Chain-of-thought (CoT) prompting asks the model to show its reasoning before outputting the final answer. This works because language models produce tokens sequentially—what comes before the answer affects the answer.

Standard CoT: Add "Let's think step by step" or "Explain your reasoning" to the prompt.

Question: If a store has 47 apples and receives a shipment of 12 more, then sells 23 apples, how many apples remain?

Let's think step through this:
1. Store starts with 47 apples
2. Shipment adds 12 apples: 47 + 12 = 59
3. Sold 23 apples: 59 - 23 = 36

Answer: 36

The intermediate steps constrain the final answer. If the model makes an error in step 2, it appears visibly—and may self-correct in later steps.

CoT helps when:

The task has multiple steps
Errors are hard to detect in final output
You need to audit reasoning
The problem involves arithmetic or logical chains

CoT is less helpful for:

Single-step tasks
Tasks where intermediate steps are subjective
High-latency applications (CoT increases token count significantly)

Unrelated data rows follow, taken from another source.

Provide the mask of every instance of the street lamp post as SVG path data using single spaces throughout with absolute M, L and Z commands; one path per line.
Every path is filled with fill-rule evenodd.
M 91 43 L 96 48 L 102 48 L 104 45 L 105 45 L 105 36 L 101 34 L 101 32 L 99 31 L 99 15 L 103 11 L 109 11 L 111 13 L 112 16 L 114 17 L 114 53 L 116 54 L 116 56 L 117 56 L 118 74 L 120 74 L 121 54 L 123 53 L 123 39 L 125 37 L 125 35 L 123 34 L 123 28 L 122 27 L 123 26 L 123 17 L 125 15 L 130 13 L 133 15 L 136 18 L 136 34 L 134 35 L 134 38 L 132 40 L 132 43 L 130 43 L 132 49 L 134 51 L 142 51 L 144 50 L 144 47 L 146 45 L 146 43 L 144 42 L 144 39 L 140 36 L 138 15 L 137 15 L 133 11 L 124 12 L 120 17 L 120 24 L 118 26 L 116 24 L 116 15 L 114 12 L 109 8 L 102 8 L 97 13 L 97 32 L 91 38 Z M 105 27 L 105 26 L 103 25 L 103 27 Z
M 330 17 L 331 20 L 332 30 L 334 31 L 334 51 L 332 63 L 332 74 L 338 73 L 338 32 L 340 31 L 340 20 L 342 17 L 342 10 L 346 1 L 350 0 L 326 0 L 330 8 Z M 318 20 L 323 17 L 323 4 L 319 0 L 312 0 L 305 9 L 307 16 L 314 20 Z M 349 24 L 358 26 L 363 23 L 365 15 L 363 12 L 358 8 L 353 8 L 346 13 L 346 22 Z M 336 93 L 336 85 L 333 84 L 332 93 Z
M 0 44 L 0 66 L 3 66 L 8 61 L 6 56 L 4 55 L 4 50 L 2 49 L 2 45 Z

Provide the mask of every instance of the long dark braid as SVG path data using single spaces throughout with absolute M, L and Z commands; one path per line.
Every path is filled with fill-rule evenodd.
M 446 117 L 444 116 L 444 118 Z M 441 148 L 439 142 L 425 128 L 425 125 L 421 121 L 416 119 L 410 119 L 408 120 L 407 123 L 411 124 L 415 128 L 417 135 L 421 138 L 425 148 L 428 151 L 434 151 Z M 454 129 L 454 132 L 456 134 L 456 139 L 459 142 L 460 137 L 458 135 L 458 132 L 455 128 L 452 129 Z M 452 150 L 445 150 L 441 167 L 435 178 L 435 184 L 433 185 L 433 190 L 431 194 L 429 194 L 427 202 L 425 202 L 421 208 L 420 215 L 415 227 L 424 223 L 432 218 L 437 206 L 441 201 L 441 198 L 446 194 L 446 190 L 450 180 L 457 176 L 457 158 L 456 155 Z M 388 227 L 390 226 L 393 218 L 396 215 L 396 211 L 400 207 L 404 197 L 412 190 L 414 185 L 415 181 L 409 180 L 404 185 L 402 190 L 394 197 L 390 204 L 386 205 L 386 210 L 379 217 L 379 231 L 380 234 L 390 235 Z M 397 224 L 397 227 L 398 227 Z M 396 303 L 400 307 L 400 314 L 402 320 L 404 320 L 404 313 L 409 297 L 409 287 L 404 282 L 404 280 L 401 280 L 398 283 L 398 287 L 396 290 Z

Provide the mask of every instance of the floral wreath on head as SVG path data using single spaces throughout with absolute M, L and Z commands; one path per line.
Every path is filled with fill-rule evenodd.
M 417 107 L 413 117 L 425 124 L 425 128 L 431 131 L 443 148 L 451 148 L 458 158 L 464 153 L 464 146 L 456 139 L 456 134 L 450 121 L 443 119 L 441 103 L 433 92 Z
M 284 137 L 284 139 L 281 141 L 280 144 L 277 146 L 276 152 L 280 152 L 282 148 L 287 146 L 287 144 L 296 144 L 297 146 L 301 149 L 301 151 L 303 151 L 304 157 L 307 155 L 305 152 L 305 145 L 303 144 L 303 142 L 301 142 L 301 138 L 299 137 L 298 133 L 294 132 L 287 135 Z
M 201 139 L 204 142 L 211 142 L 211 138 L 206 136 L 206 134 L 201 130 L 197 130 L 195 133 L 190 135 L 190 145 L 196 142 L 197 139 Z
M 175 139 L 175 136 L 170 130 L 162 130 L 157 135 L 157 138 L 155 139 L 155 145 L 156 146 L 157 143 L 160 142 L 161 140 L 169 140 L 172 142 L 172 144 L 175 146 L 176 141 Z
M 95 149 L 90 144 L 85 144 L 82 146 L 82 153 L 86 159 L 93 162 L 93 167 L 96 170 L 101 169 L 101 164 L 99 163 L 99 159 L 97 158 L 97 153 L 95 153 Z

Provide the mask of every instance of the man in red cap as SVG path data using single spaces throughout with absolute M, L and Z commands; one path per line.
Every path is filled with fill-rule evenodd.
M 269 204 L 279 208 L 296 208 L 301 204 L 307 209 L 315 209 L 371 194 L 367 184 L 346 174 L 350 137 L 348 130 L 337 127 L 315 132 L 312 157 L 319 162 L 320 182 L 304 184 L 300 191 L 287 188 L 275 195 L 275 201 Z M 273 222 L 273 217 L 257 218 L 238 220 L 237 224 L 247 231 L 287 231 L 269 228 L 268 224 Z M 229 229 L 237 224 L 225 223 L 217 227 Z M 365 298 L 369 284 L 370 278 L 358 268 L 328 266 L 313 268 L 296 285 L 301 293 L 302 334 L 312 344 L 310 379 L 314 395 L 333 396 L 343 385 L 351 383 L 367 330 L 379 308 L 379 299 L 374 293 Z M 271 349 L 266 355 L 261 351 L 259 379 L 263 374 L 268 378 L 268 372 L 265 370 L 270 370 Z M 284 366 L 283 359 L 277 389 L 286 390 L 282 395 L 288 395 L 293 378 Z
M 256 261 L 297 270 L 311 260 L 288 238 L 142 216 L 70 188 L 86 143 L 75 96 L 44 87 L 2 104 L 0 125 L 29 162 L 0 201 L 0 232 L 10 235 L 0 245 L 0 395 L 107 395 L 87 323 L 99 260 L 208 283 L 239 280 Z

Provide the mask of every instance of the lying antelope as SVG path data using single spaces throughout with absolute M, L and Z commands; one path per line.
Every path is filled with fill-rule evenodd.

Self-consistency CoT runs the same prompt multiple times and selects the most frequent final answer:

Question: [question]

Generate three different reasoning paths, then state the most confident answer.

Path 1: [reasoning]
Path 2: [reasoning]
Path 3: [reasoning]

Final answer: [most consistent result]

This reduces variance in complex reasoning tasks. Tested on GSM8K (grade school math), self-consistency improved accuracy from 74.4% to 83.4% on Llama-2-70B.

Local verification checkpoint

Run the smallest example from this chapter in a local workspace and record the package version, runtime, data path, and observed output. If the result depends on model size, vector count, CPU/GPU backend, or available memory, note that constraint beside the exercise so the lesson remains reproducible.